When we left for Athens from Thessaloniki, it was during the Albanian war, and the trains were carrying the army, so we took a bus.

It was grandfather, my mother and myself. It was an old bus with 16 seats, and we got into it, twenty persons, Jews as well as Christians. The Germans had not arrived yet.

We left early one Tuesday morning in March, and we arrived in Athens on Friday in the afternoon. It took us over three days for such a short trip.

It was then that a small earthquake shook Larissa and our driver almost fell asleep on the steering wheel.

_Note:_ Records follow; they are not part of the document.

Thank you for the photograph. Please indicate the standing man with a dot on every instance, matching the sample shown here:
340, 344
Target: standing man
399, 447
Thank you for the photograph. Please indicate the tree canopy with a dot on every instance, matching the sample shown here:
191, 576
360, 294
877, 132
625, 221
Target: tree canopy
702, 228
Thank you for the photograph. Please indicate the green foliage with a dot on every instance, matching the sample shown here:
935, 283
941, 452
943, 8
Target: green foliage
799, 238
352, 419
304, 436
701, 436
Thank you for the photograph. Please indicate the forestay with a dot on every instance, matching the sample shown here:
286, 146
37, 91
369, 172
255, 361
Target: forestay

They would wake him up and shout at him, so that he wouldn’t fall asleep, but they insisted that he wouldn’t stop at Larissa due to the tremor.

Thursday night we slept in Thiva, in a hotel full of bugs and fleas. Early on Friday morning we heard the sirens as the city was bombarded, and we left and it took us five hours to reach Athens.

Can you imagine it, five hours to Athens from Thiva? At the end of our trip we saw the Acropolis and couldn’t believe it in our joy.

And another thing: we had paid four or five golden sovereigns per person for the whole trip, and all during this trip I was traveling on my mother’s knees.

I don’t remember how many ‘kokorakia, small roosters’ I swallowed during this trip – this was the word we used for aspirins.

When we arrived in Athens, we were accommodated at my Uncle Mario’s place, who lived on Ploutarchou Street in Kolonaki, from March to September.

Uncle Jacques was staying on the top floor, the penthouse, on Kriezotou Street, but it was a very small place.